Gattey, also a successful playwright, is the author of seven published biographies. Of the first, A Bird of Curious Plumage, a reviewer wrote: ‘It is a tribute not only to his nose for astonishing characters, but to a scholarship which can only be described as monumental. It should establish his reputation as a serious but never stodgy historian’. A reviewer of his Queens of Song wrote ‘This excellent book will delight readers. It is sensible, factual, highly readable, does not neglect anecdotes and is well proportioned’.
It is all too easy to conclude from the mud-slinging articles in the press that there is little merit in keeping the monarchy that seems incompetent, corrupt and extravagant.

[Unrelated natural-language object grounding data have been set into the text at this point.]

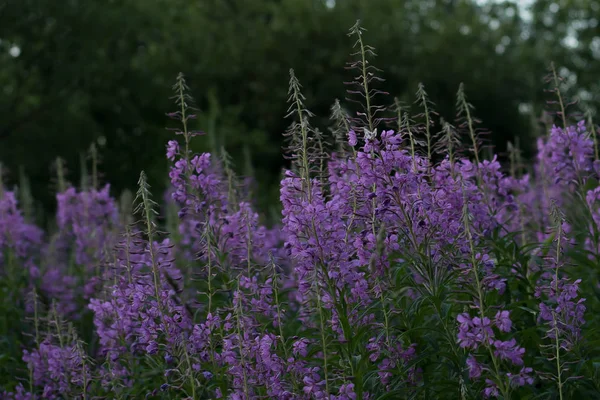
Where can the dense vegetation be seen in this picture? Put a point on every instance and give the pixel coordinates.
(405, 264)
(77, 72)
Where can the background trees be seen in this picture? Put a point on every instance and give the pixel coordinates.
(79, 72)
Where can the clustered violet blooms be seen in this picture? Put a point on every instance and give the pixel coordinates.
(324, 305)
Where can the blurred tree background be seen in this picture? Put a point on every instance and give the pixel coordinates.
(77, 72)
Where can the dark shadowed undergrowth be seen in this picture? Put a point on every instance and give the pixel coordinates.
(406, 264)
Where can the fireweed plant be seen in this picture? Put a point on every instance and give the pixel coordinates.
(405, 265)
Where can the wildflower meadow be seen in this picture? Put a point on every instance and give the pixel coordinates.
(408, 261)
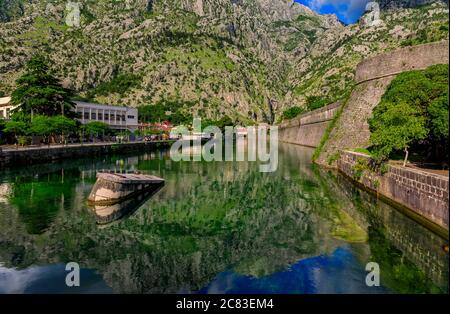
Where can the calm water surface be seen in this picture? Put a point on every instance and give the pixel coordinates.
(213, 228)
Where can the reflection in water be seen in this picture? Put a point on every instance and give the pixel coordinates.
(217, 227)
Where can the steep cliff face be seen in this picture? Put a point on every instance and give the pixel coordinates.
(396, 4)
(249, 59)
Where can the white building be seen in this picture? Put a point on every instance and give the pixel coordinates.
(5, 107)
(118, 118)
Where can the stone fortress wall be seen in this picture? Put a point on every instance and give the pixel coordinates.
(309, 128)
(373, 76)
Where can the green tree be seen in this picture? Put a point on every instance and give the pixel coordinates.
(293, 112)
(395, 127)
(40, 93)
(16, 128)
(96, 128)
(413, 112)
(63, 125)
(42, 126)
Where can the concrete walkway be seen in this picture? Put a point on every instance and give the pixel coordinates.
(28, 148)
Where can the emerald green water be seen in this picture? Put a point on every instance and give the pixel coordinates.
(213, 228)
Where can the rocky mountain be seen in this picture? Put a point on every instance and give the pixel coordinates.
(250, 59)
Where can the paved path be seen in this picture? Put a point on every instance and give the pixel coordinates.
(27, 148)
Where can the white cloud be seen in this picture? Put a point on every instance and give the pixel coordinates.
(352, 6)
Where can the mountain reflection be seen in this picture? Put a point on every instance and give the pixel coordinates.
(216, 220)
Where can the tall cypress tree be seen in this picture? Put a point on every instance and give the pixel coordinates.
(40, 93)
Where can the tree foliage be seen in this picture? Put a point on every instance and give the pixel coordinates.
(413, 112)
(40, 93)
(293, 112)
(96, 128)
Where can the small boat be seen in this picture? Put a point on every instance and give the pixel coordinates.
(113, 188)
(106, 215)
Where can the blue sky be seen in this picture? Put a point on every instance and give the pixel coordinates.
(348, 11)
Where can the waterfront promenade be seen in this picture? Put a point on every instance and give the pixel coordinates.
(21, 156)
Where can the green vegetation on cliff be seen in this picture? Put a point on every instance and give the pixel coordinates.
(413, 113)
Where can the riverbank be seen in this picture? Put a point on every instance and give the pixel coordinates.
(43, 154)
(421, 195)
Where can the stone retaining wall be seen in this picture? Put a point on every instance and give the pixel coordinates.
(308, 129)
(44, 154)
(373, 76)
(426, 194)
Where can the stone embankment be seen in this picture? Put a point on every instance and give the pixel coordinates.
(425, 194)
(308, 129)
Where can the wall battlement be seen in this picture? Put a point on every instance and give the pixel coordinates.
(309, 128)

The author, however, begins by pointing out that ‘while monarchy is mainly a conservative force, helping to maintain stability, this very fundamental stability enables the country to absorb more radical changes in its political and social structure than would otherwise be possible without the risk of disorder’.

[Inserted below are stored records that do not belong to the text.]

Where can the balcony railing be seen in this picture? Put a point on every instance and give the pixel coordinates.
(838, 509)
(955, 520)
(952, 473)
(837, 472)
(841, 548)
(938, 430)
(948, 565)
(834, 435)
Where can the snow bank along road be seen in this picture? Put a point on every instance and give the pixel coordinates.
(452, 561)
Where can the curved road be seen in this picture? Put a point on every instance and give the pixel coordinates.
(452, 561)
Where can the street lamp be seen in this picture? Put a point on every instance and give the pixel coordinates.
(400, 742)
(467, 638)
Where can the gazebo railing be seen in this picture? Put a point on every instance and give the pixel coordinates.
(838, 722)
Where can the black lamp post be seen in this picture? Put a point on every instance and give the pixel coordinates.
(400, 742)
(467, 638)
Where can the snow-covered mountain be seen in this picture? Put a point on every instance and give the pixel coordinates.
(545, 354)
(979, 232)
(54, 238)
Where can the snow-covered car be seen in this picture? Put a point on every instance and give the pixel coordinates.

This is a very readable account of some of the innovations introduced by monarchs and their consorts over the centuries. Some of these have become so much part of the fabric of the nation, that we take them for granted, forgetting that they were often introduced despite opposition and derision.
The Great Exhibition of 1851, for example, which was the brainchild of Prince Albert, was more than just a huge shop window for British goods, a mere glorification of the new Machine Age. It was an expression of his hope that man might use his new techniques to create a better world. Parliament contemptuously turned down the project leaving him with the enormous task of getting enough backers to finance it. His faith was justified and the Exhibition was a huge success.

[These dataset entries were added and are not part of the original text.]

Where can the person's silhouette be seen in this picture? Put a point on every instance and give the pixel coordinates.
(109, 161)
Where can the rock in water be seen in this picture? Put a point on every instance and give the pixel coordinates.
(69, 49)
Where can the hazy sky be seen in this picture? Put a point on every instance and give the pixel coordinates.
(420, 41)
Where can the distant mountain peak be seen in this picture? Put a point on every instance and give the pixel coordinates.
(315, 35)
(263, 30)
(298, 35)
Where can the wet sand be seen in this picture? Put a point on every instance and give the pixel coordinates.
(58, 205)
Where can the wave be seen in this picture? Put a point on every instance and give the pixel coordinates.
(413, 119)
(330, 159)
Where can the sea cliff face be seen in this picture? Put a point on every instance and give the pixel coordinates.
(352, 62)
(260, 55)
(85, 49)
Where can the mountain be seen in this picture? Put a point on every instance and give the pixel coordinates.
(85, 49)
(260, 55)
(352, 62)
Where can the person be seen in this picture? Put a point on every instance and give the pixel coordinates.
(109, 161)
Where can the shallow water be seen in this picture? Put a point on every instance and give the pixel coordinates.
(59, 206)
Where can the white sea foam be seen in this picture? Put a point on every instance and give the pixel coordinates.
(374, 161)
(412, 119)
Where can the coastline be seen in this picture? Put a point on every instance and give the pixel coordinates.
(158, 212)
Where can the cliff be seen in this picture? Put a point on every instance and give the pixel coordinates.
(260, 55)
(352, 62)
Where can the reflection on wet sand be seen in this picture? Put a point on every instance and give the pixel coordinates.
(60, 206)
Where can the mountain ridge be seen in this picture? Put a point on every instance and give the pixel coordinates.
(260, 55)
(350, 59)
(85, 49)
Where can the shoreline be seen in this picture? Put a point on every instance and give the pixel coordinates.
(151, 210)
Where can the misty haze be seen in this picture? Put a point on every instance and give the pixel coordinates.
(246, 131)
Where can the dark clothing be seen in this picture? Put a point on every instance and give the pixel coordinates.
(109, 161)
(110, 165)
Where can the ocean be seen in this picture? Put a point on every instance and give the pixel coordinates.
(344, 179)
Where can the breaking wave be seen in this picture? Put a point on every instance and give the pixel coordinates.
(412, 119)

In the Albert Memorial he is depicted sitting with the exhibition catalogue on his knees, looking south at the Albert Hall built on land bought from the profits of the event. He also gazes further south at the cluster of fine museums begun at his wish from those profits. The Victoria and Albert, Natural History and Science Museums are now national institutions, but few remember the vision that gave rise to them.
The author deals with the monarchs before Queen Victoria in outline, but devotes a whole chapter to each of the subsequent reigns.